Este artículo no habla de esas caídas. Sino que trata sobre el acto físico de caer. De caerse. Aunque la filosofía es la misma. Y el riesgo de un tipo de caída y de otra han de prevenirse. Lo que significa que hay que desarrollar “escenarios” o “sets” en los que dichos riesgos no se actualicen. Donde se puedan dar espectáculos en los que el único riesgo que se asuma sea el riesgo artístico.

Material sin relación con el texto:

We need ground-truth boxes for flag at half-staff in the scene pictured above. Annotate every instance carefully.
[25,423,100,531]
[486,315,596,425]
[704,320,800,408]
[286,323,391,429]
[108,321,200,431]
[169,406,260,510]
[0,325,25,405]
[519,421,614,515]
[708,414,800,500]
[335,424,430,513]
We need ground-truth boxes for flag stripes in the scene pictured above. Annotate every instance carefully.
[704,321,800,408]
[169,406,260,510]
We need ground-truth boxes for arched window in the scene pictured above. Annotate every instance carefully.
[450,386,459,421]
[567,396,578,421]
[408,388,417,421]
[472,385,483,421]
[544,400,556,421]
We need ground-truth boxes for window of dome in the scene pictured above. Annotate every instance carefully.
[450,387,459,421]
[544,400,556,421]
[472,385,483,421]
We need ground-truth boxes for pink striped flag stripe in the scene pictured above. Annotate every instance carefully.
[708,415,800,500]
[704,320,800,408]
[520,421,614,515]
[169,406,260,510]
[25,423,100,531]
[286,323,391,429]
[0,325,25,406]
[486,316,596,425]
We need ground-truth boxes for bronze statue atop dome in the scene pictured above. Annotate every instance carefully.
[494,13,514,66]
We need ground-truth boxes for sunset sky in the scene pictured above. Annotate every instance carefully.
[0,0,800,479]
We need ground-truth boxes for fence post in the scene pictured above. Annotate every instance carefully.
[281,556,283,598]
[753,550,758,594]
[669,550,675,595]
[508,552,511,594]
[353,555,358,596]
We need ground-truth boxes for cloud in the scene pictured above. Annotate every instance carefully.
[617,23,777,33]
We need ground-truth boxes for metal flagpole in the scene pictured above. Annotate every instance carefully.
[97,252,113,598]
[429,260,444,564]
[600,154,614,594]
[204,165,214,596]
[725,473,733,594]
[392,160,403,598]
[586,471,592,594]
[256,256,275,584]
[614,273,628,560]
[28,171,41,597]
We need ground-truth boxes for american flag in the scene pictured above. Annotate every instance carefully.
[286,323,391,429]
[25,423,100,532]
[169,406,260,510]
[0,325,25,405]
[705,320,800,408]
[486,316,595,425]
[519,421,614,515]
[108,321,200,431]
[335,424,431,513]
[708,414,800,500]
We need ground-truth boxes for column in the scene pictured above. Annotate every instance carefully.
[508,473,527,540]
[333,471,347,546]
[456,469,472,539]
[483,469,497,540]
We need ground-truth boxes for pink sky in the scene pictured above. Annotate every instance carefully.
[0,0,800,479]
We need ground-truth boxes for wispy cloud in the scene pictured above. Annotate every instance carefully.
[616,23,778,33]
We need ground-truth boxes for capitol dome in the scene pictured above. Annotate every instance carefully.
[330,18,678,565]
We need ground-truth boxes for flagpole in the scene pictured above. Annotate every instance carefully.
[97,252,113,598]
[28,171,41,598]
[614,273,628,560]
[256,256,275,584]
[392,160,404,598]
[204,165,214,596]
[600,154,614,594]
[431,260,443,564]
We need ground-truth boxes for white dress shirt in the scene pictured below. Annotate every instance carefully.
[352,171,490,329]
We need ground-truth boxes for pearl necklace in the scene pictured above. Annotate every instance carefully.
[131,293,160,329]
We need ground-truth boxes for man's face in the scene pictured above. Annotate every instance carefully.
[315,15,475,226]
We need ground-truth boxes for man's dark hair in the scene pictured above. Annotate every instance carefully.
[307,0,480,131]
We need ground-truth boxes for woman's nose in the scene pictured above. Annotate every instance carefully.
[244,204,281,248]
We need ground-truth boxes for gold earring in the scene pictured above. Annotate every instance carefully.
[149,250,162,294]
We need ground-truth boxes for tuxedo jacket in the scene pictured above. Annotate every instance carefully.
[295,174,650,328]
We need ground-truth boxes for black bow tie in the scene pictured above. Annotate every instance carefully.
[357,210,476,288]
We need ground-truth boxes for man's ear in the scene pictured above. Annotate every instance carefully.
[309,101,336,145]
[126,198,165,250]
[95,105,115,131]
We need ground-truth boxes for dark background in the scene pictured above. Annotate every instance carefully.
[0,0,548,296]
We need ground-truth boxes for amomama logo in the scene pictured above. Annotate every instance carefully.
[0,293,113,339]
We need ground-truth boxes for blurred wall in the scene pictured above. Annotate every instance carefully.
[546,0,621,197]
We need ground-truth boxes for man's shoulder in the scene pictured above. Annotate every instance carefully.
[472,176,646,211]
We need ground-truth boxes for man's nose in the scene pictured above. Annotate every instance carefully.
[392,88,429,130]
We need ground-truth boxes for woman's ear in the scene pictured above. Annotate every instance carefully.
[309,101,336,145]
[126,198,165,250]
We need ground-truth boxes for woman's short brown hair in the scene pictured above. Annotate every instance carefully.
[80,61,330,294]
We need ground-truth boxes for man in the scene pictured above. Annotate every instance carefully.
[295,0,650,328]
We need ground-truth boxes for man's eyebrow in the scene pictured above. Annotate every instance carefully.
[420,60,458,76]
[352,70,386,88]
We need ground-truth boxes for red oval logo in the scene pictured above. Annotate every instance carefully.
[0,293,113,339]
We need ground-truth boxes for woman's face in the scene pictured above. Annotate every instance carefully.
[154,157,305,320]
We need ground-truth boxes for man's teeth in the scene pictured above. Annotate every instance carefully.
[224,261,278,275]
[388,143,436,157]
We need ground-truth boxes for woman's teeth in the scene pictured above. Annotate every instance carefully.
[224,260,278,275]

Esta reflexión se produce cuando un ojo preventivo se sienta a ver y escuchar el Rigoletto de Giusseppe Verdi en el Teatro Reina Victoria de Madrid. En el que se encuentra algo que no se espera ver en un montaje que se ha comprado a la ópera de Dresden, un montaje alemán. Montaje en el que en un momento de la obra, Rigoletto, el protagonista, baja por una escalera de mano a más de dos metros de altura, sin ningún tipo de sistema anticaídas, mientras canta y lo hace con un vestuario que dificulta el movimiento, por la necesidad de representarle como un payaso jorobado. A la que se añade más tarde un descendimiento por la misma escalera que representa el rapto de Gilda, la hija de Rigoletto, en el que, de nuevo, no se ve sujeción de los que la descienden ni de la descendida. Antes, padre e hija, Rigoletto y Gilda, han saltado sobre una pila de colchones que se encuentra en una plataforma situada a más de dos metros de altura sobre el plano del escenario. Es cierto que dicha plataforma tiene una barrera que desde la butaca parece adecuada para prevenir el riesgo de caída y que ha sido integrada con eficacia artística por el escenógrafo, ejemplo claro de que es posible introducir barreras preventivas de forma artística o a favor de lo artístico. De que hacer un escenario o un set seguro y saludable es una opción factible sin impedir la puesta en escena y la interpretación del elenco.

Hay que reconocer que las imágenes comentadas en el párrafo anterior resultan atractivas para el espectador. Pero desde el punto de vista preventivo, y vistas desde la butaca, no se aprecian medidas preventivas que evitaran un batacazo de los cantantes y actores que participan en la escena. Aunque pudiera haberlas y estar integradas aunque no fueran tan fáciles de detectar como la barra que se ha colocado en la plataforma.

El interés en tomar medidas se debe a que las posibles consecuencias de una caída desde esa altura para la salud de un actor, actriz o cantante pueden ser importantes. Pues se trata de una altura mayor de dos metros. Y es por ello por lo que la legislación en prevención de riesgos laborales obliga a tomar medidas específicas como asegurar que hay sujeción y en el caso de que alguien se resbale no se “estampe” contra el suelo. Igual que exige medidas concretas a las escaleras, como elementos que impidan que se cierren por error, elementos antideslizantes en los peldaños o tacos en los puntos de apoyo en el suelo que eviten su deslizamiento y su inestabilidad. Pues se sabe, por la experiencia en otros trabajos y en la vida diaria donde el uso de escaleras de mano es mucho más habitual, que su presencia produce accidentes con frecuencia. Accidentes que son evitables.

Y no es la única medida que habría que adoptar. Pues también se puede aprender a caer para que los efectos negativos de esa caída en la salud no se produzcan o sean los mínimos, un simple rasguño, si acaso una ligera contusión. Sí, formando a los actores y a los cantantes que interviniesen en esta producción en cómo “caer” concretamente en los momentos que se han comentado si las medidas preventivas que se han enumerado anteriormente no funcionasen y aunque estuvieran todas ellas presentes en el escenario. Pues el objetivo no es otro que la fascinación que un actor o una actriz produzca siempre que aparece en escena o en una pantalla se deba a su presencia y no por a los riesgos que corra para su salud. Se deba a lo riesgos artísticos que asuma, como cantar un papel tan complicado y susceptible de ser comparado con otros como es el caso de Rigoletto. Y que la atención que despierte en la audiencia, incluida la de revistas de papel couché y de la televisión, sea su interpretación y no su “caída”. La caída de unos “dioses” que biológicamente son como el común de los mortales y si se caen se hacen, como todos, daño. Un daño que en el trabajo siempre se puede evitar.